The Canadians with the most to lose in NAFTA negotiations, including the continent’s highly integrated auto industry, have a message for Justin Trudeau: Don’t let Donald Trump blow the thing apart.
Key industry groups, companies and stakeholders, including automakers and parts suppliers, are urging the prime minister to “do no harm” to the North American Free Trade Agreement while seeking updates on labour mobility, rules of origin and e-commerce.
With Trudeau’s team remaining tight-lipped on its own priorities, the submissions to his government offer the best glimpse of the northern partner’s perspective. On Wednesday, Trudeau announced a NAFTA advisory council, a 13-member committee that includes Linamar CEO Linda Hasenfratz..

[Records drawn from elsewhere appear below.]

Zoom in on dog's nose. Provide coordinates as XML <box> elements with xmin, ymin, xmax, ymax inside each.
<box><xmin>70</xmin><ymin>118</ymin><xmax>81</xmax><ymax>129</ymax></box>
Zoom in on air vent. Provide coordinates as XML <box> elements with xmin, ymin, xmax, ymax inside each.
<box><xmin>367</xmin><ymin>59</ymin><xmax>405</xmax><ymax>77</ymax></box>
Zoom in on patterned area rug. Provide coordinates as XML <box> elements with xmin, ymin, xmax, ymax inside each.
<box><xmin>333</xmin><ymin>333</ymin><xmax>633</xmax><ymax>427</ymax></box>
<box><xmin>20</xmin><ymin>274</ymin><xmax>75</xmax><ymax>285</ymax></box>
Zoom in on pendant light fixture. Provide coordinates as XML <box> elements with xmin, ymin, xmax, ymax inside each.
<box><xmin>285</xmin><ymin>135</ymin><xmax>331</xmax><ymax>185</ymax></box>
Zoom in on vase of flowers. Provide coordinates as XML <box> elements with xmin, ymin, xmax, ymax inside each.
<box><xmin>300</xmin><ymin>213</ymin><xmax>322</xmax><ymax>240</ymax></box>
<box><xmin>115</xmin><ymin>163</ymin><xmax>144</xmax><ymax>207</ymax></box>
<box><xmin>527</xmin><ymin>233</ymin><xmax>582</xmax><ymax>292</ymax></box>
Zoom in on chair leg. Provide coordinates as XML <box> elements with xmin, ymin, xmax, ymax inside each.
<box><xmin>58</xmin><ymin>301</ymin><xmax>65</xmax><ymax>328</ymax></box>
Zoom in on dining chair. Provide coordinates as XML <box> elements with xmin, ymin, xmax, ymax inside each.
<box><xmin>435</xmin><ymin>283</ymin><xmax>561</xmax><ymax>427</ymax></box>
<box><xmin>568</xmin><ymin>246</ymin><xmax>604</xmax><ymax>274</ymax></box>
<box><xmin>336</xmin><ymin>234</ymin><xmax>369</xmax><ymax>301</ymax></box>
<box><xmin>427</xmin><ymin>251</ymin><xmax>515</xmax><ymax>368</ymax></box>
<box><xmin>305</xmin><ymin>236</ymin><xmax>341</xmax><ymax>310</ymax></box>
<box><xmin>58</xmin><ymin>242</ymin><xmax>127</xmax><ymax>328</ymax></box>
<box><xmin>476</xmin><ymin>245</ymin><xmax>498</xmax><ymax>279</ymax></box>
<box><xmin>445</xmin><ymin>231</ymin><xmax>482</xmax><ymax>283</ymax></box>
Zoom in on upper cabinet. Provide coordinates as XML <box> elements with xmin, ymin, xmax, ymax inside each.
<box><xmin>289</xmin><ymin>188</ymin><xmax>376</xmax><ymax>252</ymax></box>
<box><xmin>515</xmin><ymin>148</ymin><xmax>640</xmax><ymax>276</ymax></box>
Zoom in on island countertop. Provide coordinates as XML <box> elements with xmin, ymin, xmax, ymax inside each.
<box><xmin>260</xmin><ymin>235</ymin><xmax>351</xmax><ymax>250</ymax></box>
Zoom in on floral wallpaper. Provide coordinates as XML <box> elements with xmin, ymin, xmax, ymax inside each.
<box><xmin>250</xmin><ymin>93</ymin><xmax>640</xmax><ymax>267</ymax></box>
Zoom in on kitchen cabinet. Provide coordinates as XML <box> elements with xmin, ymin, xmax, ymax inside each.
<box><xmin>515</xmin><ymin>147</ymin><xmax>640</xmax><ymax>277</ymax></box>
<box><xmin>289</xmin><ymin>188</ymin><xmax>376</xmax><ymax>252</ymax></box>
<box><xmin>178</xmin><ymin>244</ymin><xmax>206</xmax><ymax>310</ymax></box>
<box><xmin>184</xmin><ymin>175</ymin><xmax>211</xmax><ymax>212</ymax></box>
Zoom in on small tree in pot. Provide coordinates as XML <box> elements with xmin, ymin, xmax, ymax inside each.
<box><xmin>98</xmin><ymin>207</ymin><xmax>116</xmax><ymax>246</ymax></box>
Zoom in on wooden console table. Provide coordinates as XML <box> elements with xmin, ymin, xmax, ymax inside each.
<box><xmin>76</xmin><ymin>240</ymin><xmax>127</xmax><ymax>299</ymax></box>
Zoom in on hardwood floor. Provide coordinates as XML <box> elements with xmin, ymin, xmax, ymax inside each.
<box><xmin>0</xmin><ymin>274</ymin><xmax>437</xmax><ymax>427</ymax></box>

Fellow parts giant, Magna International, and the Automotive Parts Manufacturing Association (APMA) are among the companies and groups that made submissions to the federal government.
Few industries exemplify the complex supply chains spurred by NAFTA like the auto sector -- and few auto companies could be affected by change more than Magna International Inc. The Aurora, Ontario-based firm employs 74,000 workers in Canada, the United States and Mexico, roughly equally in all three countries. While expressing support for modernizing the accord, it warned against sudden changes -- particularly around rules of origin, which regulate how much of a product must be domestically produced in order to receive preferential treatment under NAFTA.
“A change to one element of the rule could have a cascading effect on other rules that may result in unintended consequences,” Magna CEO Don Walker wrote in the company’s submission.
Magna also urged NAFTA negotiators to echo the Trans-Pacific Partnership deal, from which Trump has already withdrawn, on intellectual property protections and draw from Canada’s free-trade deal with the European Union on customs fees and regulations.
The APMA, meanwhile, said the success of its members is “increasingly dependent on our ability to reach U.S. and Mexican customer bases,” President Flavio Volpe wrote.
“Protectionist positions taken by any of the three countries will hurt them all,” he added.
Canada exported C $355 billion (US $283 billion) in manufactured goods in 2016, with more than 80 per cent heading to NAFTA countries, according to the Canadian Manufacturers and Exporters. The industry group lauds NAFTA but sees opportunities to improve it, calling on negotiators to ensure “at least the same degree of access” into the United States and Mexico, cut administrative burdens, improve labour mobility, preserve Chapter 19, and bar state and local governments from Buy American-style restrictions.
The U.S. wishlist was less radical than once feared, CME President Dennis Darby said in an interview with Bloomberg.
“We might not agree with all of it, but at least it’s rational,” he said.
Any kind of “comprehensive” renegotiation, as described in Trump’s priorities, will take time.
“Unless there’s a lot of brinkmanship, this could take a while,” Darby said.
NAFTA, largely uncontroversial in Canada, still has its detractors. One is organized labour, whose complaints of job losses and low Mexican wages echo those made by Trump.
“NAFTA has failed workers in all three countries,” Unifor, a union representing auto workers in Canada, wrote in its joint submission with the United Auto Workers of the United States.
Labour rights are under attack in the United States, essentially non-existent in Mexico and are threatened in Canada, they argue.
“NAFTA renegotiations will only be successful if they lead to higher wages in all three countries, reverse crippling trade deficits with Mexico and create new manufacturing jobs in the U.S. and Canada,” the unions wrote.
But Canadian businesses don’t want the crackdown on Mexico the U.S. president seems to be seeking.
“What I hear from the business community is for NAFTA to be trilateral,” said Perrin Beatty, president and chief executive officer of the Canadian Chamber of Commerce. “There are very few businesses who’d want to see stranded assets as a result of changes.”
The chamber’s submission called for Canada to push back against Buy American policies and “vigorously defend” Chapter 19 dispute resolution panels, without which “the entire purpose of this negotiation will be in doubt.” It urged Canada to push the U.S. to end the practice of requiring a presidential permit for pipelines such as TransCanada Corp.’s Keystone XL project and to, as a possible concession, offer to hike foreign ownership limits on Canadian industries during talks.
Talks begin Aug. 16 in Washington, D.C.